THE HILLS OF CALIFORNIA
by Jez Butterworth
Directed by Sam Mendes
Harold Pinter Theatre, London – until 15 June 2024
https://hillsofcaliforniaplay.com
Jez Butterworth sure likes a long play. His latest, directed by Sam Mendes, clocks in at a full three hours, which makes it shorter than his acclaimed earlier offerings Jerusalem and The Ferryman…but not by very much. Like its siblings, The Hills of California has a fascination with storytelling and the power of invagination to create an escape from frequently fraught lives.
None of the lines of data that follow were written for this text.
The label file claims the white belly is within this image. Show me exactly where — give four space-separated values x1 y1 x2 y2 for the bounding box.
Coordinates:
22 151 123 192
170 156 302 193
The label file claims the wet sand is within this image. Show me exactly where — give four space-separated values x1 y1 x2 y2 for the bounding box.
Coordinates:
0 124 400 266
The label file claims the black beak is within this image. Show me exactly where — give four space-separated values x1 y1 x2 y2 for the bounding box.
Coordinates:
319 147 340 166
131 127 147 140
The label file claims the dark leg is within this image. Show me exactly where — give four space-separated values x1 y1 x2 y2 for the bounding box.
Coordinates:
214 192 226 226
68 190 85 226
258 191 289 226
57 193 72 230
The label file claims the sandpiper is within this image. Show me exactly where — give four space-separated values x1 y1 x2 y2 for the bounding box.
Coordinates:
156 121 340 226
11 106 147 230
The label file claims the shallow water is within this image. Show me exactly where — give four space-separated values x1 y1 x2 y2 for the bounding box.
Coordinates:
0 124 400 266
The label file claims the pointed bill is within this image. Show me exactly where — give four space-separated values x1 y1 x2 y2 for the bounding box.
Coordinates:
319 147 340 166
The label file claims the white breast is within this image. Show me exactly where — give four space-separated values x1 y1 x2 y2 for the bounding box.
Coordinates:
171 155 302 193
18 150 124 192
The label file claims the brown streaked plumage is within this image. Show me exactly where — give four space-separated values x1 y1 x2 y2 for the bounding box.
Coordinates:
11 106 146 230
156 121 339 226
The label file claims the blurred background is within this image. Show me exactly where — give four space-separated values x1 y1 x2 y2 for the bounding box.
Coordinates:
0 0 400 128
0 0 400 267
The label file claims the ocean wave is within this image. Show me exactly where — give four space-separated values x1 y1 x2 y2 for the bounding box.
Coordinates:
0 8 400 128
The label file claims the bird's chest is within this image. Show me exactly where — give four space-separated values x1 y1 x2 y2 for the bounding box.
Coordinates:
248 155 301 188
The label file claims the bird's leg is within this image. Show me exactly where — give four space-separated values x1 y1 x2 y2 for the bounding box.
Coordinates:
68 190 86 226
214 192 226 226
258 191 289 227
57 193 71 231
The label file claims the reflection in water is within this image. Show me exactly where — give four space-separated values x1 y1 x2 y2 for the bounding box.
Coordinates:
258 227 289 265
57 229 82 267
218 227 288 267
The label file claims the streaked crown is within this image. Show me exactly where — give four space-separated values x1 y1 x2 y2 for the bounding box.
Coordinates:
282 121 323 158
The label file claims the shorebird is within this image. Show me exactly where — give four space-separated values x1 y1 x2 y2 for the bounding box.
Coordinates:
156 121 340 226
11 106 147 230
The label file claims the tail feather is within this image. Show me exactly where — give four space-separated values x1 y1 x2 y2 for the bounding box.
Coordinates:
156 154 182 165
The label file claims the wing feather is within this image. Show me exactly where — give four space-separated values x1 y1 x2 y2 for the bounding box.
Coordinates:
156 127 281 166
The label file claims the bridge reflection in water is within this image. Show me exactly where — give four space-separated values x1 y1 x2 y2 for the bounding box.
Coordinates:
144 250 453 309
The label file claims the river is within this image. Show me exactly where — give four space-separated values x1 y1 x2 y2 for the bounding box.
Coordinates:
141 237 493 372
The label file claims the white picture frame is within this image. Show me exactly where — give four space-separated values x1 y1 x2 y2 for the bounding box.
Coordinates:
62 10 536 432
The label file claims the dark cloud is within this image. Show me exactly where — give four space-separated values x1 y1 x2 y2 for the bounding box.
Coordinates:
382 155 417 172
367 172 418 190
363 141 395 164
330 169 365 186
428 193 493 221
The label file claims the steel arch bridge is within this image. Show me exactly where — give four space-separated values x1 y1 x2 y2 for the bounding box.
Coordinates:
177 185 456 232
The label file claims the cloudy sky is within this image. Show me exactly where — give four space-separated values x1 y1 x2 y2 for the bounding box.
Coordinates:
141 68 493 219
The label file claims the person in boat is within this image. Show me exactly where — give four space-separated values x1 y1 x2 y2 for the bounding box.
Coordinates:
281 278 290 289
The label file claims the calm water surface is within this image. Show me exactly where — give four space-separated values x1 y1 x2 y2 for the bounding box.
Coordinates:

Unlike them, it’s a strongly female driven piece, set across two time periods – the 1950s and the freakishly hot UK summer of 1976 – depicting a quartet of sisters, each pretty damaged in their own way.
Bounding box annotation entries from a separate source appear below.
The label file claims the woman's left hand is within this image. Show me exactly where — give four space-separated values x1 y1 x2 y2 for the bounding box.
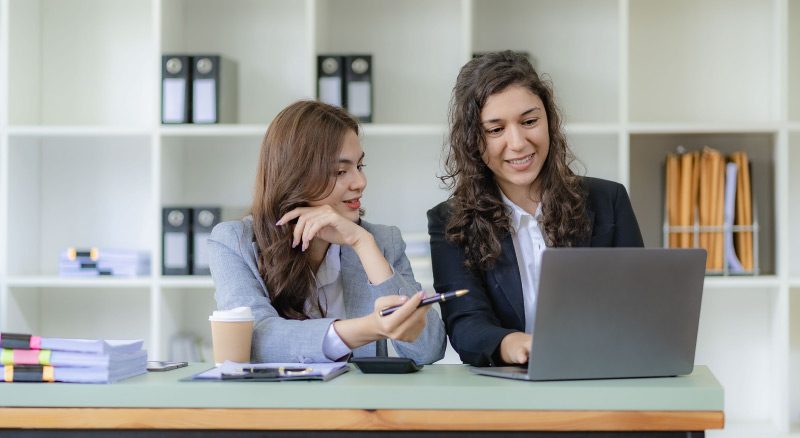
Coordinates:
276 205 371 251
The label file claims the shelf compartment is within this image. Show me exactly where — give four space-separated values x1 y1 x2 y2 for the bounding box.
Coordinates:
159 124 268 137
630 133 776 275
628 0 778 123
628 122 780 134
695 287 782 422
161 133 255 209
6 286 150 348
157 288 217 362
361 135 448 234
6 275 153 289
159 0 313 125
8 125 152 137
703 275 781 290
8 136 155 275
314 0 466 124
567 133 621 181
158 275 214 289
786 0 800 123
476 0 620 123
786 132 800 277
8 0 156 126
786 288 800 427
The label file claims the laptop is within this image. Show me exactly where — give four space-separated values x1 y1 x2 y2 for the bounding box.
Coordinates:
470 248 706 380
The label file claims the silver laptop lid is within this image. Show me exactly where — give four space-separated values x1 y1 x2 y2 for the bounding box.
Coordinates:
527 248 706 380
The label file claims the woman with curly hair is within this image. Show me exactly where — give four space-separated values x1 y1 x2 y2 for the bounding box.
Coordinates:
208 101 445 363
428 51 644 366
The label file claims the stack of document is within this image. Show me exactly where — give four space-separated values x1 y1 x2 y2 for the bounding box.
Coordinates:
58 248 150 277
0 333 147 383
666 147 755 273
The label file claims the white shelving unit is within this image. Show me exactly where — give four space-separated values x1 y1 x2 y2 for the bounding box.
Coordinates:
0 0 800 437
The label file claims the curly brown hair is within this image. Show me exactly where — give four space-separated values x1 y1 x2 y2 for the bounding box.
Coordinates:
441 50 591 272
249 101 358 320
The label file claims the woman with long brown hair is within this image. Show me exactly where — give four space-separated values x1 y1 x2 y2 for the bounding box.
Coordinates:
209 101 445 363
428 51 644 366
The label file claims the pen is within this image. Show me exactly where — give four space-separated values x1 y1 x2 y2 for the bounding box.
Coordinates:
381 289 469 316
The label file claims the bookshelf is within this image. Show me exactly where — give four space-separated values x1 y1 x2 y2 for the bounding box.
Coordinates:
0 0 800 436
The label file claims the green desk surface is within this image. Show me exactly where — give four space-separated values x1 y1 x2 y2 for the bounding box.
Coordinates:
0 363 723 411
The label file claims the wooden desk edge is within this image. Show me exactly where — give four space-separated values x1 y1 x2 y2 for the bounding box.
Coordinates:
0 407 725 431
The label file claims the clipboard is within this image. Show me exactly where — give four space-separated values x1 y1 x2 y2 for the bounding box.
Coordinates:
180 361 350 382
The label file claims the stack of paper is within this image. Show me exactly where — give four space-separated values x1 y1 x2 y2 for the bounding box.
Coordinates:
666 147 754 273
58 248 150 277
0 333 147 383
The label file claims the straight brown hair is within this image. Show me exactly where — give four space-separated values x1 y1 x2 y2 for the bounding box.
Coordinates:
249 101 358 320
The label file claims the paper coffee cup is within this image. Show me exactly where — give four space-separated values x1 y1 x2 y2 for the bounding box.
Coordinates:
208 307 253 366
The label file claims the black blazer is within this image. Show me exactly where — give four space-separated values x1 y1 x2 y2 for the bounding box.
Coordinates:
428 177 644 366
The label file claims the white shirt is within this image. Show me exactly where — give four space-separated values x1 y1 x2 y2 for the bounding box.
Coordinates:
500 190 547 334
306 243 351 360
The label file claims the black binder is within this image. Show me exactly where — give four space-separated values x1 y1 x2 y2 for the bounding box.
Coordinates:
344 55 372 122
161 207 192 275
192 207 220 275
192 55 238 123
317 55 345 107
161 55 192 124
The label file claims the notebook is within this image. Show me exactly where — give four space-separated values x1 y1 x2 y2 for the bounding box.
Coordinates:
470 248 706 380
189 360 350 382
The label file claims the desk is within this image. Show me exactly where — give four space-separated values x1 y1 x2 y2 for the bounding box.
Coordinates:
0 364 724 437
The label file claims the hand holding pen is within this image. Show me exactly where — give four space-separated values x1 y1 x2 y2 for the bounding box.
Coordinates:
380 289 469 316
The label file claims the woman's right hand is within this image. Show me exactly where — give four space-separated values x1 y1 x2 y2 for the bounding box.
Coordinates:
370 291 430 342
500 332 533 364
333 292 430 349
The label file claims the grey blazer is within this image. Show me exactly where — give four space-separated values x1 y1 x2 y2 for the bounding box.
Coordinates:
208 217 445 363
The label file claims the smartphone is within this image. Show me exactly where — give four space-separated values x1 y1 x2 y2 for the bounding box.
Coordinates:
147 360 189 371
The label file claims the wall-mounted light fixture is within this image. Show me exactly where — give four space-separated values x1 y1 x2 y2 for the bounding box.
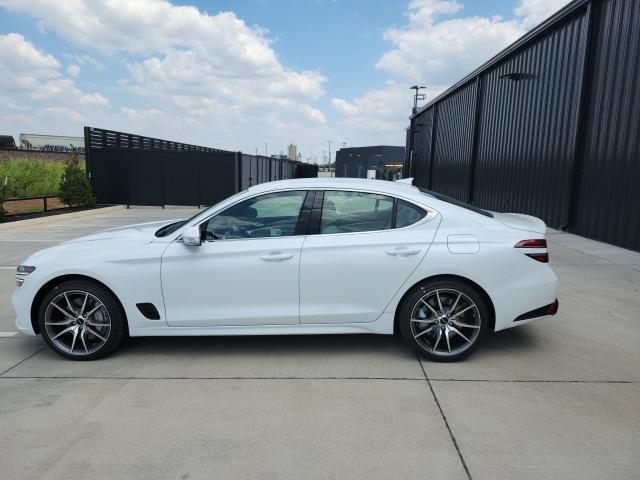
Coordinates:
499 72 527 82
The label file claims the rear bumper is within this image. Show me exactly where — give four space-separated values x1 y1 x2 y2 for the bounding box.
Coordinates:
513 298 560 323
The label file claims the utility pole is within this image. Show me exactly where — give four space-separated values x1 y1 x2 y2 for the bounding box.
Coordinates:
409 85 427 115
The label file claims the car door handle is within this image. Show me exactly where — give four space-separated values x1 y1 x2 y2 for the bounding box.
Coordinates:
260 252 293 262
386 248 422 257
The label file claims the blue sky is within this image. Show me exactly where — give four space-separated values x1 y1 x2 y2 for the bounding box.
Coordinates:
0 0 566 161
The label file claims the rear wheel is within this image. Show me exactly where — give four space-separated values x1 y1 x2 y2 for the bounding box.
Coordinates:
38 280 126 360
399 279 489 362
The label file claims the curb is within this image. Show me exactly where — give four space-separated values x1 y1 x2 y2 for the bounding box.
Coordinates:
0 205 126 232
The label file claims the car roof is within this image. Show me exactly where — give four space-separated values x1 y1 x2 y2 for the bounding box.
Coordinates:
249 177 420 196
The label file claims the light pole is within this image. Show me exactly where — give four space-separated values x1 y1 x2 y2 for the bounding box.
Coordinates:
409 85 427 115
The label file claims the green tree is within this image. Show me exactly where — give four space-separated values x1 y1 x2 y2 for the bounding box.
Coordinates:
60 152 96 207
Despite the title, it isn’t set in California at all, but rather in a rundown Blackpool hotel owned by the sisters’ formidable mother, where every guest room is named after an American state. It’s a theatrical premise ripe with possibilities, and Rob Howell’s gorgeous ramshackle set with multiple staircases rising vertiginously up into the flies offers ample opportunities for eavesdropping or stalking off in a huff. It’s unfortunate though that this is opening so close to another play, and an absolute belter at that, about sisterly relationships in turmoil, Beth Steel’s unmissable Till The Stars Come Down over at the National.
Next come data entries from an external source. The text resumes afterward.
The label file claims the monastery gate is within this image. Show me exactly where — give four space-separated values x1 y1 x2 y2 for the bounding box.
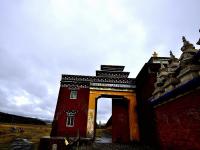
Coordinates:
51 65 139 142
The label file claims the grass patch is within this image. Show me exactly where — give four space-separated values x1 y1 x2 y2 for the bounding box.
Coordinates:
0 123 51 149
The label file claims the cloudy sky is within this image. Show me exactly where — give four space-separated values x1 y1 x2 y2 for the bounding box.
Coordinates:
0 0 200 119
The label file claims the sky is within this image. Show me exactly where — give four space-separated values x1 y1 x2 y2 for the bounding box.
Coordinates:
0 0 200 120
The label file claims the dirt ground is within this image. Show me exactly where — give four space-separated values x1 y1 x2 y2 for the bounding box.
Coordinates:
0 123 51 150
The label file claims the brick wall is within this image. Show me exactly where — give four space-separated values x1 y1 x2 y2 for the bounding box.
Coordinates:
155 89 200 150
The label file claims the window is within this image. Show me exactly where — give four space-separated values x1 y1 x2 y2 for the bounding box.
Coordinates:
66 116 75 127
70 90 77 99
66 110 77 127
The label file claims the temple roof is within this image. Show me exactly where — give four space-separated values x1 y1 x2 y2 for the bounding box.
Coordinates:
101 65 124 72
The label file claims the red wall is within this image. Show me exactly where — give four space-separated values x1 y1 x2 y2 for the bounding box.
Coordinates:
112 99 130 143
155 90 200 150
51 87 89 137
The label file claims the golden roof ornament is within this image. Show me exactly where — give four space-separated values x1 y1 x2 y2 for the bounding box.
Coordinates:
197 29 200 45
152 51 158 57
181 36 195 52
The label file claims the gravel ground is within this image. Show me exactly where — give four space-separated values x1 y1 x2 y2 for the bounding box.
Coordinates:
72 143 154 150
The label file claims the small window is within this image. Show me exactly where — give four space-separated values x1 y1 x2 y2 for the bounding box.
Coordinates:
70 90 77 99
66 116 75 127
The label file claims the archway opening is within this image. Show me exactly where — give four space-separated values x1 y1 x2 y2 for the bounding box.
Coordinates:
95 97 112 143
95 95 130 143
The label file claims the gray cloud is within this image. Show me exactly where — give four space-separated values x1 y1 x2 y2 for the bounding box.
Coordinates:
0 0 200 119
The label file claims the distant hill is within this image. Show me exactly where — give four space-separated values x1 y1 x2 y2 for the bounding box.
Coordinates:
0 112 46 125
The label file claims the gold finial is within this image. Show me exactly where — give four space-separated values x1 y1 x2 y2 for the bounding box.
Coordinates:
197 29 200 45
152 51 158 57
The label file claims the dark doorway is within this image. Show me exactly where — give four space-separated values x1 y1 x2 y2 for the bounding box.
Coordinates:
95 96 130 143
112 98 130 143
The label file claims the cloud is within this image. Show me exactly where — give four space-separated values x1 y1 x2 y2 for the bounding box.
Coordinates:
0 0 200 119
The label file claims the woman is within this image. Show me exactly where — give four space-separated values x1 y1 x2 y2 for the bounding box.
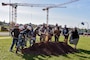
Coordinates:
70 27 79 49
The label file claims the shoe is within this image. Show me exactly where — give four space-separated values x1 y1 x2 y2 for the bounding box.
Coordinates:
9 49 12 52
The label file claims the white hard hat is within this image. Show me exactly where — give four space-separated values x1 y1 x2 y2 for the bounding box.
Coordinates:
15 24 19 26
19 26 25 30
27 26 32 30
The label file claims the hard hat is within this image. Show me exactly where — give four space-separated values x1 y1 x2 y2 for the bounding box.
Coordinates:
15 24 19 26
19 26 25 30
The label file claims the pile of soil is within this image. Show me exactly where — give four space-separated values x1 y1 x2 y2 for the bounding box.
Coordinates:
22 42 76 55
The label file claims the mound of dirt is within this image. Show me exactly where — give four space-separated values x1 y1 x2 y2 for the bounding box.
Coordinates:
22 42 76 55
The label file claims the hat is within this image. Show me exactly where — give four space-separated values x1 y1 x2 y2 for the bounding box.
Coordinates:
19 26 25 30
27 26 32 30
15 24 19 27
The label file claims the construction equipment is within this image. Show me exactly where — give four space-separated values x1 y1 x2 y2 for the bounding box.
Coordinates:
42 0 79 25
2 0 78 27
2 3 54 27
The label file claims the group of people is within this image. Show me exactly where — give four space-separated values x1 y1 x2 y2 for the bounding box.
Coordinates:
10 23 79 53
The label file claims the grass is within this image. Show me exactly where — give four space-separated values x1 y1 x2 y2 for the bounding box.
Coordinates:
0 36 90 60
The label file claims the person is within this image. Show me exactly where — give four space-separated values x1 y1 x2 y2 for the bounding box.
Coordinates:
63 25 69 44
10 24 20 52
70 27 79 49
40 23 47 42
54 24 61 42
16 25 25 53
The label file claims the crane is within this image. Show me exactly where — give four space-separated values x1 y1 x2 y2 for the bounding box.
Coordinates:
42 0 79 25
2 3 54 27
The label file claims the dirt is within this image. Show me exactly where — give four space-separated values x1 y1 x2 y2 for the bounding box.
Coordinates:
22 42 76 55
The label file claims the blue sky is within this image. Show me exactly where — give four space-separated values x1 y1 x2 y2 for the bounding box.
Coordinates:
0 0 90 28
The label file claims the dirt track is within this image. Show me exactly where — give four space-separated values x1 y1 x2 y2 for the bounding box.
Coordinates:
22 42 76 55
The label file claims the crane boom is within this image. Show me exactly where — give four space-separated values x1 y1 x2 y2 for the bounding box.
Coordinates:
2 3 55 7
44 0 79 9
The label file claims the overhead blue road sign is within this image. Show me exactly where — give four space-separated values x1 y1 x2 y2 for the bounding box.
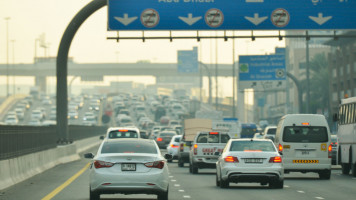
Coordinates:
178 47 198 73
239 54 286 90
108 0 356 30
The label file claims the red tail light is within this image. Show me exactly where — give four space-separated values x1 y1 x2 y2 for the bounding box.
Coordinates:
179 143 184 152
269 156 282 163
94 160 114 169
224 156 239 163
145 160 164 169
278 144 283 152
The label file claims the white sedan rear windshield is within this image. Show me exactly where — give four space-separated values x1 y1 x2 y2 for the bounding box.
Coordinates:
101 141 157 154
109 130 138 138
230 140 276 152
283 126 329 143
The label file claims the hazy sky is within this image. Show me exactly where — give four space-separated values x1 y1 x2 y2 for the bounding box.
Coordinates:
0 0 284 63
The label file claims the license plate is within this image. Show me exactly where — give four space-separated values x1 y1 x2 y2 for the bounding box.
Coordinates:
121 163 136 171
245 158 263 163
293 160 319 164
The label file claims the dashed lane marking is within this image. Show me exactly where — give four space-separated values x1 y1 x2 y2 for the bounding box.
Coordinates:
42 162 91 200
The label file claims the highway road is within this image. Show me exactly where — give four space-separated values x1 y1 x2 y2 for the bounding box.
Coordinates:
0 144 356 200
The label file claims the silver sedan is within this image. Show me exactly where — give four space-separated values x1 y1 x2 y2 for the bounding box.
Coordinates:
216 139 284 188
84 138 172 200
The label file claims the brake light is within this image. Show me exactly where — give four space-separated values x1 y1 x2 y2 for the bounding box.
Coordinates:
145 160 164 169
94 160 114 169
180 143 184 152
224 156 239 163
278 144 283 152
269 156 282 163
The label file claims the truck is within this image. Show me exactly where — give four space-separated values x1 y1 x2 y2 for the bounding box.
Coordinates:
178 118 212 167
189 131 230 174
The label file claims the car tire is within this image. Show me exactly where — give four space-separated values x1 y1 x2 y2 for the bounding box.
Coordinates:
178 159 184 167
341 163 350 175
157 188 168 200
192 164 199 174
89 189 100 200
220 179 230 188
216 172 220 187
269 180 284 189
319 170 331 180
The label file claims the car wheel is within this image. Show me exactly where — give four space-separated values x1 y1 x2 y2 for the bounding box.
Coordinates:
89 189 100 200
216 172 220 187
269 180 284 189
319 170 331 180
157 188 168 200
178 159 184 167
341 163 350 175
192 164 199 174
220 179 230 188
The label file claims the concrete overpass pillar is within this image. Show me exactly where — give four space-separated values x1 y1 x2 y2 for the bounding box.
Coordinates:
35 76 47 93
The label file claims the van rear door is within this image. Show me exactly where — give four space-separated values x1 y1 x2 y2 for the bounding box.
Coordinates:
282 125 330 168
The Hills of California isn’t unmissable: but it contains a lot to enjoy, as well as a certain amount of head-scratching stuff. It’s an unwieldy piece with the bulk of the drama and, to be honest, most of the enjoyment arriving after the interval which comes at the one hour mark. That first sixty minutes aren’t exactly hard to sit through but neither are they particularly compelling. This is a real slow burner, but stick with it as the second and third acts really up the dramatic stakes.
Some of Butterworth’s dialogue is brilliant (Ophelia Lovibond’s Ruby has a bracingly bitter, expletive-strewn speech about the challenges of parenting, observing amongst other things that having four year olds is like living with drunk dwarves, that verges on genius) and the delineation between the way the characters speak in the different time periods is exquisitely done, as is the correlation of personality traits between the older and younger versions of the central sisters. The young women are aspiring singers (excellent work on the musical aspects from Nick Powell and Candida Caldicot) and the play touches on the seedier side of showbiz, and sets the girls mother Veronica (Laura Donnelly) up as a sort of Northern Mama Rose.
The script is at its most intriguing, and most harrowing, when it deals with suggestions of child abuse and the way it stunts lives. The dynamic between the contrasting sisters is convincingly done (and beautifully acted) but there are a couple of details and scenes, usually involving the male characters, that feel extraneous. The Ferryman felt similarly baggy, unless you were a fan of all the Irish tropes, and of all Butterworth’s longer works, I feel that Jerusalem is the only one that truly justifies the punishing running time.
Mendes’s staging includes some surprisingly clumsy blocking, but is flawlessly performed right across the board. Lovibond is a multi-layered revelation as witty but deceptively delicate Ruby. Her comic timing is magnificent and when she ups the emotional ante she sears the heart: it’s a truly wonderful performance. Helena Wilson draws a tender, haunting portrait of the sister left behind to tend to mother and Leanne Best makes something vivid, vital and often hilarious out of flashy, vulgar, opinionated but strangely likeable Gloria. Playing dual roles, Donnelly impressively suggests the steel and the desperation in their flinty mother and captures unerringly the drawling wildness of an Americanised, long absent family member, despite the slightly clichéd ‘1970s hippie chick’ nature of the writing Butterworth has given her.
Lara McDonnell, Nancy Allsopp, Nicola Turner and Sophie Ally do lovely work as the younger versions of the sisters, and are all fabulous singers. Bryan Dick and Shaun Dooley make strong, humorous impressions as the sometimes unfortunate men who loom large in their lives. There isn’t a false note in any of the performances from a large cast.
Hugely watchable though it is, one of the ultimate take aways from The Hills of California is that there’s no essential point to it. There are more urgent dramas about family relationships and the passage of time, and the whole thing could benefit from losing about half an hours playing time. Still, the characters and especially the performances command the attention. It’s not the soaring triumph that the name of the playwright and director might have led one to expect, but it’s certainly not a dud either. Approach with managed expectations and you’ll have a good evening.